A doctor who specializes in craniofacial surgery was able to save the life of a little girl with a genetic disorder that was previously seen as fatal. Layla Shook has Apert syndrome, a congenital disorder that affects the skull, face, hands, and feet. But with the help of Dr. Larry Sargent, who pioneered a new groundbreaking procedure, Layla was given a second chance at life.
According to the Chattanooga Times Free Press, Layla’s parents originally realized something was wrong during their four-month ultrasound. “You could see her skull wasn’t a round shape,” Lisa Shook, Layla’s mother, said. “It was actually more like a clover.” While they knew their daughter would need surgery after she was born, it wasn’t until Layla was in the NICU and Dr. Sargent came to visit that they realized just how serious her condition was.
“She had a very unusual and rare deformity,” Sargent told the Chattanooga Times Free Press. “Left untreated, it results in death.” Because Layla’s condition was so severe, Sargent would need to come up with surgical techniques that had never been used before. And their success put Sargent on the front page of a peer-reviewed medical journal, as well as on the TV show “The Doctors.”
Sargent began by using Layla’s cranial scans and a 3D printer to make a to-scale model of her skull. With Apert’s syndrome, the bones in the skull fuse together too early, causing the brain to bulge out in three lobes — like a cloverleaf — and pressure builds as the baby grows. At just 24 days old, Layla went into her first surgery, during which Sargent created a new forehead and brow for her. He also created a way for Layla’s parents to continue gently stretching her skull, using tiny metal rods outside of her skull. The Shooks would use the rods to stretch her skull one millimeter each day. The surgery and stretching worked so well that Layla went from not speaking to speaking sentences.

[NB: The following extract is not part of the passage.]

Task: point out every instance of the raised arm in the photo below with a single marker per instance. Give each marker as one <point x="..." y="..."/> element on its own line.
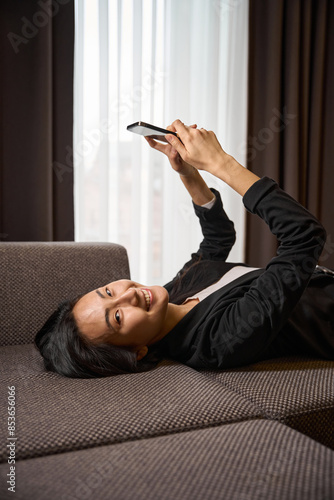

After the surgery, Layla was nearly unrecognizable. “I loved Layla the way she looked before, for those 24 days I got to know her,” Shook said. “But I knew there was no way to keep her like that.” With the rods used to stretch Layla’s skull, she was able to avoid some additional surgeries. Now eight, Layla has undergone 58 surgeries, and there are still more to come. Yet Shook said she surprises everyone. “She’s so good and happy all the time,” she told News Channel 9. “You never know she’s in pain or anything. She’s a good baby.”
Originally unsure about airing their story for a national audience, the Shook family eventually realized how important it was for people to see how far they’ve come. “At first, we didn’t want anybody to be with us – to see the fear we had,” Shook said. “But now we want to share her and her story. We want parents who are in this kind of situation to see that they can hang in there. We love Layla the way she is. She is beautiful.”